Monday, October 13, 2008

OOW 2008 - Application Integration Architecture

AIA seems to have become integral to many of the offerings from Oracle. It is now assumed that AIA is the integration mechanism across all product stacks, unless stated otherwise. This was quite surprising, since the AIA product suite itself has matured only in the last 6 months. It shows the surprising rapidness with which Oracle has internally embraced the AIA message. This space will continue to grow rapidly, as Oracle continues to use AIA internally and continues to roll out newer (and enriched) versions of the Foundation Pack.

The interesting new development in this space, was the newly announced approach to start building composite (stand-alone) applications using AIA. This is a different direction for AIA, as it takes the AIA Suite out of the integration realm and into the broader domain of composite application development. This would have been the eventual evolution of the product suite, but it seems to have already started moving in that direction.

The implication here is that new applications can be developed which implicitly integrate functionality from disparate systems. With this approach AIA moves from simply being a stack of "pipes" to becoming a "jacuzzi" (or sewage pump, or flush tank, or... you get my point). It has moved from being the plumbing to a usable end-application.

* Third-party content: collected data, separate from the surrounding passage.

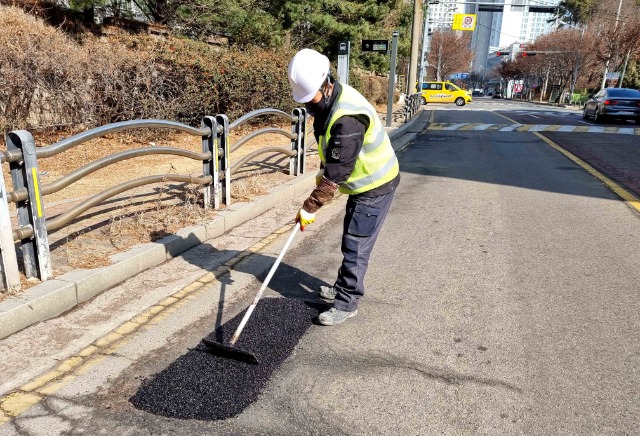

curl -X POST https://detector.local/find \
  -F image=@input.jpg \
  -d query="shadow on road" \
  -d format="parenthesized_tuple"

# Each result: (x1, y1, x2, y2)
(398, 127, 640, 200)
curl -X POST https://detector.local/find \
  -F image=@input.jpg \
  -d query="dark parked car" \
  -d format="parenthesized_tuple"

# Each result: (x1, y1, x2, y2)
(491, 93, 502, 99)
(582, 88, 640, 123)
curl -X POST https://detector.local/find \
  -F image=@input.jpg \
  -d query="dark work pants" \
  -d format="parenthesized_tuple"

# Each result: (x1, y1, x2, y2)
(333, 188, 396, 312)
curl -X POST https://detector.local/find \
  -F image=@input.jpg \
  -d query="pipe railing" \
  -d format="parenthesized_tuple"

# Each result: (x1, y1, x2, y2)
(0, 108, 307, 291)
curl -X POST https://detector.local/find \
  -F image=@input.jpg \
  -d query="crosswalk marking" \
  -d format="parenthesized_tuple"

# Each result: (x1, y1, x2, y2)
(557, 125, 575, 132)
(529, 125, 550, 131)
(499, 124, 523, 132)
(472, 123, 496, 130)
(444, 123, 468, 130)
(426, 123, 640, 135)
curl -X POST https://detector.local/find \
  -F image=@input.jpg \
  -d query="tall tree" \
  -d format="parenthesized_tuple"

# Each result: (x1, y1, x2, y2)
(426, 30, 473, 81)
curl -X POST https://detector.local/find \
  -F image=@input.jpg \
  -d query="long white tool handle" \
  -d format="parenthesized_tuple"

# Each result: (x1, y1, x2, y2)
(230, 223, 300, 345)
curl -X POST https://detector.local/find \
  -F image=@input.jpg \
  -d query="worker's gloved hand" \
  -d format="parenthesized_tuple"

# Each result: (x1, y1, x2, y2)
(296, 208, 316, 231)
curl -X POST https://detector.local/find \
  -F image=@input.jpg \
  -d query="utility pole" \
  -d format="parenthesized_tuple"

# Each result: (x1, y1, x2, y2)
(407, 0, 423, 95)
(569, 27, 585, 102)
(418, 2, 430, 87)
(386, 31, 400, 128)
(618, 48, 631, 88)
(601, 0, 623, 90)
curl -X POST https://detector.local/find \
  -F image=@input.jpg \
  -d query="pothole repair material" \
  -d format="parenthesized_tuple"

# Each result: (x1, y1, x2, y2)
(129, 298, 324, 420)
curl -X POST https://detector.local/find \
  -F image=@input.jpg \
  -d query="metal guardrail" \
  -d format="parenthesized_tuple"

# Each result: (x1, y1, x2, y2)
(0, 108, 307, 291)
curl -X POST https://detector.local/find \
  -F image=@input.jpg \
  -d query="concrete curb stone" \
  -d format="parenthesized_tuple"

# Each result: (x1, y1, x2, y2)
(0, 110, 426, 339)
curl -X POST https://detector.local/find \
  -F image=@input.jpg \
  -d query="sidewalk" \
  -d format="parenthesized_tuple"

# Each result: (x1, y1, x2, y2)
(0, 108, 429, 340)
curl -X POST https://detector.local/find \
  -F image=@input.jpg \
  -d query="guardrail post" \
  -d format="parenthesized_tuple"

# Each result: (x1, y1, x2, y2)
(202, 116, 219, 209)
(290, 108, 307, 175)
(299, 108, 307, 174)
(404, 95, 411, 123)
(0, 162, 21, 292)
(6, 131, 52, 281)
(216, 114, 231, 206)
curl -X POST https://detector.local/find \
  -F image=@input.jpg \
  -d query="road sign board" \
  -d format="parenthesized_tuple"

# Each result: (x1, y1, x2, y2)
(452, 14, 477, 31)
(337, 41, 350, 84)
(362, 40, 389, 53)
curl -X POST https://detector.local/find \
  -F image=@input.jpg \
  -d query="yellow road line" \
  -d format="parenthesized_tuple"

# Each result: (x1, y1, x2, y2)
(0, 220, 301, 425)
(473, 112, 640, 213)
(492, 112, 520, 124)
(532, 132, 640, 213)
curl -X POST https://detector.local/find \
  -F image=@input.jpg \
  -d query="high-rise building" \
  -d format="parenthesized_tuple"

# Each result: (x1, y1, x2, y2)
(464, 0, 559, 73)
(427, 1, 466, 31)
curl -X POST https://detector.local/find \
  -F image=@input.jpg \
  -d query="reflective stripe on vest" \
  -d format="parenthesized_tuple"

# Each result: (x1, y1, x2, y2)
(318, 84, 399, 195)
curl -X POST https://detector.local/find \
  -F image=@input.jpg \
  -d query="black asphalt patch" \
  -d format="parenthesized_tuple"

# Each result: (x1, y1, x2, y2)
(129, 298, 323, 421)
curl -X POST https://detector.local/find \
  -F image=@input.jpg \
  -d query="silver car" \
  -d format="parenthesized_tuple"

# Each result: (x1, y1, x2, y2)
(583, 88, 640, 124)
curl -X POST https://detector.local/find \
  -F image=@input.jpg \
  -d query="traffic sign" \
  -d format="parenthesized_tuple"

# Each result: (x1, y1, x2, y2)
(362, 40, 389, 53)
(452, 14, 477, 31)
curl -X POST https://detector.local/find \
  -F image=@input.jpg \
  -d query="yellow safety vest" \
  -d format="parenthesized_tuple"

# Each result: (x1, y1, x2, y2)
(318, 84, 399, 195)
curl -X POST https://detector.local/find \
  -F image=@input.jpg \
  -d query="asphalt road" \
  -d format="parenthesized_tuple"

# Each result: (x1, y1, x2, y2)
(2, 101, 639, 435)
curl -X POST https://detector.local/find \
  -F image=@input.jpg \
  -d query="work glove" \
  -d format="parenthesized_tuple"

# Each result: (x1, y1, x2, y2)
(315, 168, 325, 186)
(296, 208, 316, 231)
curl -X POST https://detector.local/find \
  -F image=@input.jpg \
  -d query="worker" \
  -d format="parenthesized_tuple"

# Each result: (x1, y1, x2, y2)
(287, 48, 400, 326)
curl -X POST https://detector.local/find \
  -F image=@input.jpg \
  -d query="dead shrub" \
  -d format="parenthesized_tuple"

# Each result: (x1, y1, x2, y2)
(0, 7, 299, 133)
(0, 6, 89, 132)
(351, 70, 397, 106)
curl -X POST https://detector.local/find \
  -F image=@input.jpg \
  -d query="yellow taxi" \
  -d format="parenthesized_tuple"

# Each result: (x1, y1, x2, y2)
(421, 81, 472, 106)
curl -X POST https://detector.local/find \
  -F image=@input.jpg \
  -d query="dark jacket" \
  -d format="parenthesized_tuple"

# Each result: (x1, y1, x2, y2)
(303, 82, 400, 213)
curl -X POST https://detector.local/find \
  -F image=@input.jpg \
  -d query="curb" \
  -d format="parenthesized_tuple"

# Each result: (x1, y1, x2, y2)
(0, 110, 426, 339)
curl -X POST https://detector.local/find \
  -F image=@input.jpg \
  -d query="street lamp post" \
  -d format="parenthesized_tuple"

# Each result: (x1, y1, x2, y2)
(557, 20, 586, 104)
(408, 0, 423, 95)
(418, 3, 431, 88)
(600, 0, 623, 90)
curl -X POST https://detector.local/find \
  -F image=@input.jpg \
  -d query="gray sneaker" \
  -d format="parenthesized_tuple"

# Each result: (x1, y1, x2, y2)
(319, 285, 337, 301)
(318, 307, 357, 326)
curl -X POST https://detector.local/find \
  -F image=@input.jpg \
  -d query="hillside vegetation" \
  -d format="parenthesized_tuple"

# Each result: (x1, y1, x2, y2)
(0, 5, 393, 134)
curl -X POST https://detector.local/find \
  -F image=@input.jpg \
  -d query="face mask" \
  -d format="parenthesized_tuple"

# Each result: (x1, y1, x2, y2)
(305, 97, 327, 117)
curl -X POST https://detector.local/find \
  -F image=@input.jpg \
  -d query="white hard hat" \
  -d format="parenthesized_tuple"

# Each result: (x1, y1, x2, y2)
(288, 49, 330, 103)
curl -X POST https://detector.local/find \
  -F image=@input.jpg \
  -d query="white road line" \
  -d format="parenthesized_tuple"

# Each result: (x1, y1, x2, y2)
(577, 120, 592, 125)
(529, 114, 541, 119)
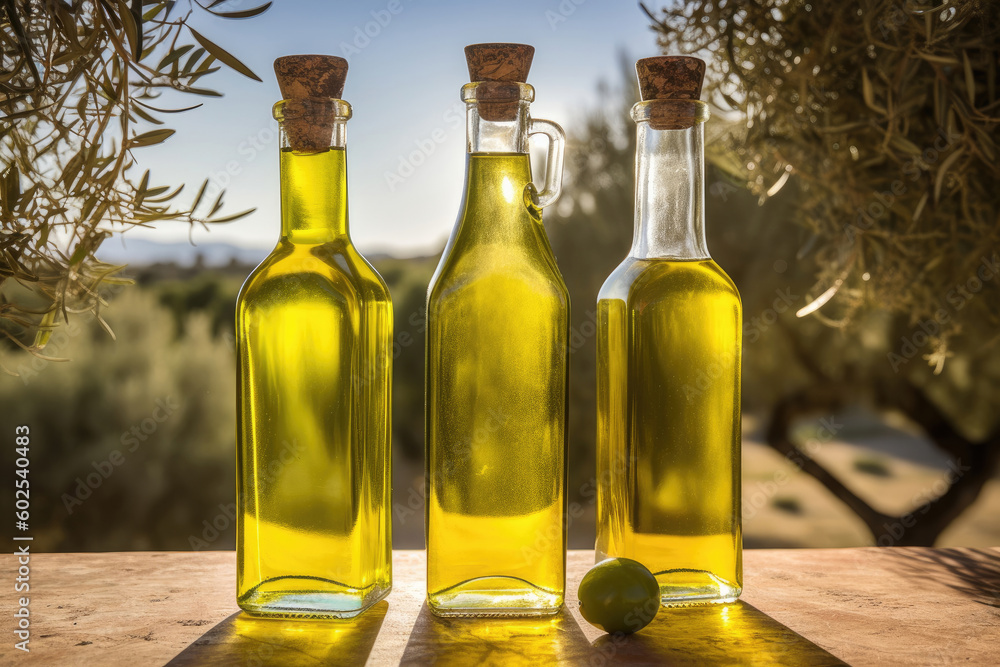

On a side note, I would not be surprised if AIA was rebranded in the near future. AIA is not really an architecture (more like a framework), it has grown beyond simply being an integration platform, and is not meant simply to connect two major application suites. Although all of the above were true when AIA originally came out, it has evolved from "plumber's putty" to now being applicable to a whole host of new areas and would be more aptly characterized by its likeness to "Gorilla glue" (pun intended).